Но если юная Мария может легко сбиться, покатиться, куда качнут или толкнут, то Лев – нравственно уже угловатая, в зазубринах каменная глыба. Лежит она сама по себе, посматривает на сей суматошный и суетный мир, думает что-то такое своё, а иногда, по неведомым законам природы и жизни, даже движется, и движется куда ей вздумается. С Нового года день ото дня всё настойчивее и бодрее, подобно тому, как созревающий цыплёнок бьётся клювиком о скорлупу, отстукивала в нём одна сумасшедшая, но жутко хорошая мысль. И если предположить, что каждый человек в той или иной степени драматург своей жизни, то пресловутому, но всемирно признанному сценическому ружью, видимо, когда-нибудь да выстрелить, совершив предназначенное.
Третья часть
Душа
45
Мария Родимцева проснулась и сквозь ресницы чуть приоткрытых глаз увидела незнакомую комнату, тенисто-таинственно освещённую настольной лампой с большим, как колокол, золотистым абажуром, который девушку и удивил, и восхитил. Ей даже представилось, что абажур, и вправду как колокол, вот-вот разольётся каким-нибудь необычайным и возвышенным, но одновременно живым и понятным голосом. Она вспомнила слово «благовест», но самого благовеста никогда ещё не слышала, кроме как, кажется, по телевизору. Подумала, потягиваясь: где она? С ней был дядя Лёва, а теперь она почему-то одна.

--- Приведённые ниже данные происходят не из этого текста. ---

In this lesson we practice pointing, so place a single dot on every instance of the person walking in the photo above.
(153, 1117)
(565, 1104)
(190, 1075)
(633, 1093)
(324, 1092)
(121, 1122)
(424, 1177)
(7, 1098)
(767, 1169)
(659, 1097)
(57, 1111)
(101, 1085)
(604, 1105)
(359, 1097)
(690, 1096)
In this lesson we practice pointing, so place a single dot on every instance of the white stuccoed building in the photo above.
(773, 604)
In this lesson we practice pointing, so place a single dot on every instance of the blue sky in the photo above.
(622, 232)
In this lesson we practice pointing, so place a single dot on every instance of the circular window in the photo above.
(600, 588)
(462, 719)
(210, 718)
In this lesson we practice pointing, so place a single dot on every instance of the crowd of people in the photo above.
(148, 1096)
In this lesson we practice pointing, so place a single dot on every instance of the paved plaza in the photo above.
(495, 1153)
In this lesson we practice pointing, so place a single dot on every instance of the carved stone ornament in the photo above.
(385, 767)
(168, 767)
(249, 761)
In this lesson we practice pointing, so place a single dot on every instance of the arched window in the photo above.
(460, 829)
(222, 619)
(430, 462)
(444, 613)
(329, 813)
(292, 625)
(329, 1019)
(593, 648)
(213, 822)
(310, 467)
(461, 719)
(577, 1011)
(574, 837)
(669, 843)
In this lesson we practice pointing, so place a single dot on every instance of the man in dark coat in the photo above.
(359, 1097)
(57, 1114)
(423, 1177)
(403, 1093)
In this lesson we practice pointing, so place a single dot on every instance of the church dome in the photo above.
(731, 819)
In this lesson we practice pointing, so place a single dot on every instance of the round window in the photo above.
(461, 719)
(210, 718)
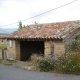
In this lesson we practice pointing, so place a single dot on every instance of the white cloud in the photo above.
(13, 10)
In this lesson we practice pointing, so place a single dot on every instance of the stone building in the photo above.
(46, 39)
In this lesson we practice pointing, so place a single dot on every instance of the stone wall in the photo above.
(0, 53)
(17, 50)
(3, 41)
(58, 49)
(14, 51)
(11, 51)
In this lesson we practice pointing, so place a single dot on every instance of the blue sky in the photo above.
(12, 11)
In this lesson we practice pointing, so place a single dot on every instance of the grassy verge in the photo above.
(7, 62)
(3, 46)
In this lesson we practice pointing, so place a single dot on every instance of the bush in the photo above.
(45, 64)
(70, 64)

– Ау-у-у-у! – игриво пропела она, но тут же невольно зевнула.
Никто не отозвался. Было до такой степени тихо, что Мария расслышала шорох розовой шёлковой занавески над кроватью. Иронично-весело подумала, что смотрит сквозь розовые очки. Потёрла веки, раздвинула рукой и высунутой из-под одеяла ногой занавеску, осмотрелась и удивилась, что её обступала великолепная обстановка, какой раньше она не встречала в своей жизни, а единственно – если в кино или в доме дяди Лёвы; но это, кажется, не дом дяди Лёвы.